Models#

This section gives a brief overview of the supported speaker diarization models in NeMo’s ASR collection.

Currently NeMo Speech AI supports two types of speaker diarization systems:

1. End-to-end Speaker Diarization: Sortformer Diarizer Sortformer is a Transformer encoder-based end-to-end speaker diarization model that generates predicted speaker labels directly from input audio clips.

2. Cascaded (Pipelined) Speaker Diarization: Clustering diarizer with Multi-Scale Diarization Decoder (MSDD) The speaker diarization pipeline in NeMo Speech AI involves the use of the MarbleNet model for Voice Activity Detection (VAD), the TitaNet model for speaker embedding extraction, and the Multi-Scale Diarization Decoder for neural diarization, all of which are explained on this page.

Sortformer Diarizer#

Speaker diarization is all about figuring out who’s speaking when in an audio recording. In the world of automatic speech recognition (ASR), this becomes even more important for handling conversations with multiple speakers. Multispeaker ASR (also known as speaker-attributed or multitalker ASR) uses this process to not just transcribe what’s being said, but also to label each part of the transcript with the right speaker.

As ASR technology continues to advance, speaker diarization is increasingly becoming part of the ASR workflow itself. Some systems now handle speaker labeling and transcription at the same time during decoding. This means you not only get accurate text—you’re also getting insights into who said what, making it more useful for conversational analysis.

However, despite significant advancements, integrating speaker diarization and ASR into a unified, seamless system remains a considerable challenge. A key obstacle lies in the need for extensive high-quality, annotated audio data featuring multiple speakers. Acquiring such data is far more complex than collecting monaural-speaker datasets. This challenge is particularly pronounced for low-resource languages and domains like healthcare, where strict privacy regulations further constrain data availability.

On top of that, many real-world use cases need these models to handle really long audio files—sometimes hours of conversation at a time. Training on such lengthy data is even more complicated because it’s hard to find or annotate. This creates a big gap between what’s needed and what’s available, making multispeaker ASR one of the toughest nuts to crack in the field of speech technology.

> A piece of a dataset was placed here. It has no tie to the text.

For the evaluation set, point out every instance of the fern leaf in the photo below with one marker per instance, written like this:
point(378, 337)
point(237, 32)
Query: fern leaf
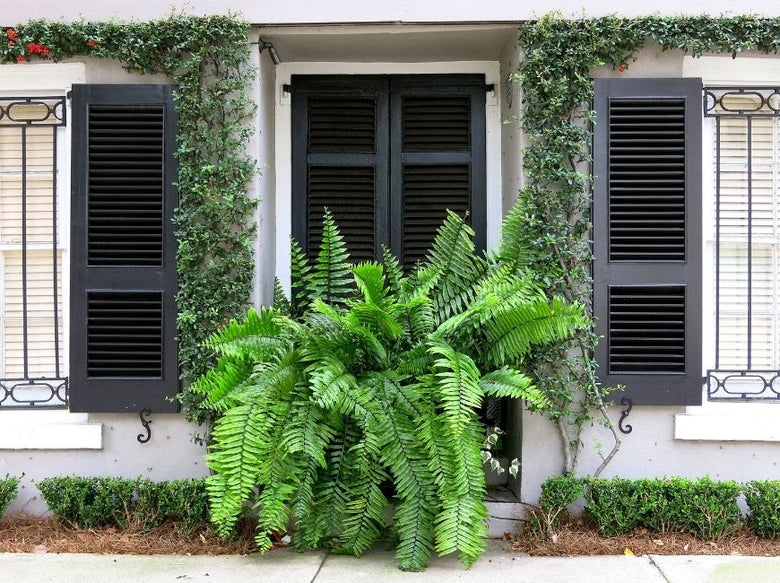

To tackle the complexities of multispeaker automatic speech recognition (ASR), we introduce Sortformer, a new approach that incorporates Sort Loss and techniques to align timestamps with text tokens. Traditional approaches like permutation-invariant loss (PIL) face challenges when applied in batchable and differentiable computational graphs, especially since token-based objectives struggle to incorporate speaker-specific attributes into PIL-based loss functions.

To address this, we propose an arrival time sorting (ATS) approach. In this method, speaker tokens from ASR outputs and speaker timestamps from diarization outputs are sorted by their arrival times to resolve permutations. This approach allows the multispeaker ASR system to be trained or fine-tuned using token-based cross-entropy loss, eliminating the need for timestamp-based or frame-level objectives with PIL.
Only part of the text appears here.